Sunday, September 26, 2010

"First Life" identity security lessons

Just a little more wisdom about “physical world” security. Today, I parked my car near a scenic overlook in West Virginia, and the hike to the view took much longer than expected. I left a sheet of paper out in plain sight with potentially some business matters I really wouldn’t want others to see. It was still there when I cam back, but it’s good to remember that some “identity” problems come from carelessness in the physical (pre-Internet) world (“First Life”), too.


Another visitor left his lights on, I thought as the family left a van in a handicapped space, and I said so, and the man said, “Oh, they turn themselves off. I think they will.” They did, after the family walked down the trail, just as I was leaving. What if they hadn’t? Wouldn’t want to get stuck in the boonies with a car that doesn’t start.

Wednesday, September 22, 2010

AOL continues discussion on homeowner's, auto insurance and identity, CLUE and FICO

AOL offered a guide on homeowner’s insurance today similar to one offered by MSN in April of this year. AOL stressed the idea that sometimes phone calls asking whether a minor loss is covered can affect a CLUE report. The report is by Candy Evans, is called “Know what you’re buying”, and distinguishes between “bare bones” coverage (the standard companies) and luxury or Cadillac coverage. The link is here.

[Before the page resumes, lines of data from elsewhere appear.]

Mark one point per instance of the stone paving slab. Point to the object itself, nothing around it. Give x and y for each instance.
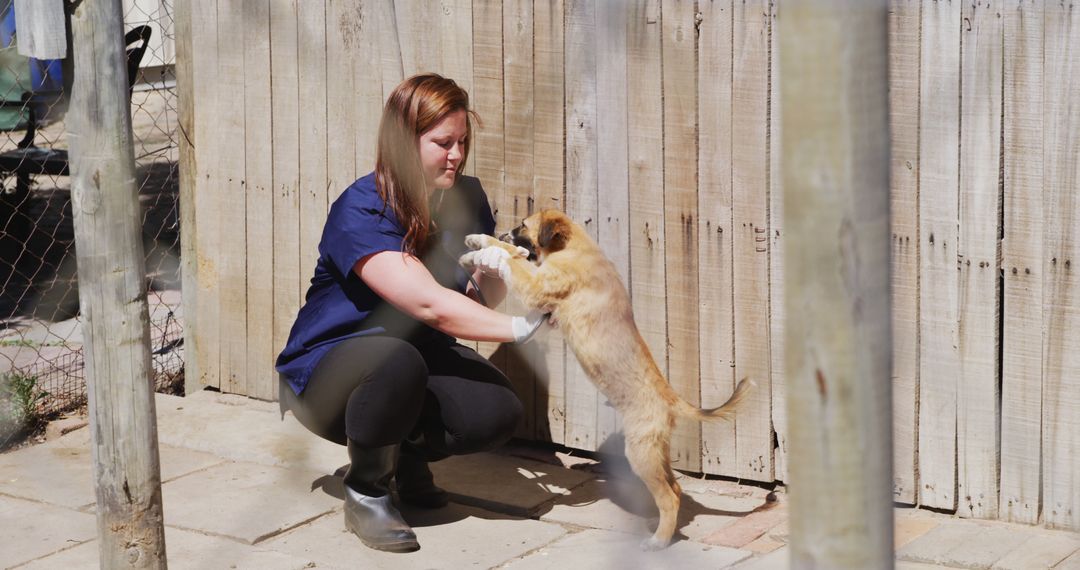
(966, 544)
(254, 433)
(451, 538)
(907, 527)
(751, 527)
(61, 472)
(1043, 550)
(933, 546)
(773, 560)
(504, 484)
(1072, 562)
(604, 548)
(247, 501)
(185, 551)
(31, 530)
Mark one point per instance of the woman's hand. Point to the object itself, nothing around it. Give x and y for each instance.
(526, 326)
(495, 261)
(405, 283)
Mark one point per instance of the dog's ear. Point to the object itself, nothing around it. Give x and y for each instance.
(554, 232)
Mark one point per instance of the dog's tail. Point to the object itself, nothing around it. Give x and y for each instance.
(725, 411)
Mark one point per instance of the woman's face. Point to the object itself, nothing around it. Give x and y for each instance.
(442, 149)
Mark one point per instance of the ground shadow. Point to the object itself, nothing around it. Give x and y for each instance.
(612, 480)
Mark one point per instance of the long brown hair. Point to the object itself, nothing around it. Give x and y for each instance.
(415, 106)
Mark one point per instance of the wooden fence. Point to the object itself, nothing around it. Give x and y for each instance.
(652, 123)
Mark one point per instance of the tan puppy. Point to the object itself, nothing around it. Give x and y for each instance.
(582, 290)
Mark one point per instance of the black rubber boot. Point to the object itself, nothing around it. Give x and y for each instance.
(416, 485)
(369, 512)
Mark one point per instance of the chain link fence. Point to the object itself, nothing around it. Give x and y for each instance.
(41, 354)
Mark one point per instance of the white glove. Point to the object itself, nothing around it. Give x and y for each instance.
(524, 327)
(494, 261)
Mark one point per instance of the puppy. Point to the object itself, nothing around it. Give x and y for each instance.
(580, 287)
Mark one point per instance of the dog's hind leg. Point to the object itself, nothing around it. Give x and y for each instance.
(649, 459)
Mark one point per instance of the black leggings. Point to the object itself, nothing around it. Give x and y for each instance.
(378, 391)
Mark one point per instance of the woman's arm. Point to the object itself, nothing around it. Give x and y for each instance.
(404, 282)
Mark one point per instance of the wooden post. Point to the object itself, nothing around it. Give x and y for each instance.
(835, 159)
(186, 140)
(112, 295)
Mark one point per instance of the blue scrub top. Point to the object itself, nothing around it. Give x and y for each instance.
(339, 306)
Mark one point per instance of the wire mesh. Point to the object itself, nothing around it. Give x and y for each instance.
(40, 333)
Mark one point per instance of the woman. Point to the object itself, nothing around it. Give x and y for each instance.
(370, 361)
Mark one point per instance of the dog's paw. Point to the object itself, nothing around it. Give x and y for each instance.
(480, 241)
(653, 543)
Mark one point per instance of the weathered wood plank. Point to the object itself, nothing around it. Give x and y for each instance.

People can have property insurance problems because of “pre-existing conditions” from CLUE reports just as with health insurance. Previous owners on a property could have an effect. So can someone’s FICO score, which can be affected by identity theft.

Several states have passed laws prohibiting insurance companies from reporting to CLUE inquiries that don’t result in claims.

Another point is that sometimes real property and auto insurance can be packaged for a discount, and if offered for a married couple, is cheaper if autos are titled in both names. This would discriminate against same-sex couples in states that don’t recognize same-sex marriage.

Check Lexis-Nexis for its explanation of property and subject home and auto reports, and samples.  The reports apparently show claims made before a subject acquired the property but identify them as such. Note mention of the FACT (Fair and Sccurate Credit Transactions) Act.

Tuesday, September 21, 2010

AOL warns of new perilts to identity security; watch for impersonation on Twitter and Facebook

AOL has struck again (and not with an April Fools probe of Jupiter once invented by Steve Case). It has a lead story “Imposters and the art of Identity Theft” again today. Here’s their link.

The focus today is on impersonation on the web, both on Facebook and Twitter, or celebrities, and of non-celebrities (and in these days of self-display, it’s hard to tell the difference). A few states are trying to outlaw the practice. And be wary of friend requests from “Brad Pitt”, etc. (Oh, I liked Babel, too.) Of course, make sure you don't get impersonated.

Another thing to watch for is using debit cards in card readers at gas stations. Hackers have gotten to these in data transfer.

The rest of the advice in the article is pretty standard.

Whatever accounts you have online, check them frequently. That can be a bit of a problem if you have to travel a lot (especially internationally), and your employer doesn’t let you use a work laptop for personal purposes. You should consider carrying your own laptop, too, so you can keep up with everything. Handhelds and mobiles are getting better at this all the time.

Friday, September 03, 2010

P2P also invites data thieves to spy on your hard drive

Now today AOL has a warning article “Are you inviting criminals into your home?” link here. This article concerns the risks of P2P computing, often for sharing music and video, where others are allowed to access your hard drive directly (although there is plenty of web based malware that might do that).

The Today show cited a study where 150000 tax returns and over 600000 credit reports could be found on personal hard drives.

It would be interesting to study whether the level of P2P participation, function as a “super node” (which EFF says attracted RIAA lawsuits in the past) could invite more criminal activity.

Wednesday, September 01, 2010

New FTC rule regarding debt settlement firms may actually jeopardize consumers

Debt settlement companies, as opposed to legitimate debt collection companies, are certainly getting bad press these days, according to a report reprinted on AOL this morning from Daily Finance, by Charles Wallace, “Consumers Face Huge Losses with Debt Settlement Firms”, link (web rul) here.

The Federal Trade Commission adopted a new rule July 28 to stop debt settlement companies from collecting fees before settling debts, but the upshot could be that many go out of business, having taken consumers’ money.

The FTC has a related story today about Clean Credit Report Services, Inc.,, about an agreement to get it from making false claims, link (website url) here.

The FTC also has a July 2010 report, “Protecting Consumers in Debt Collection Litigation and Arbitration”, PDF link here.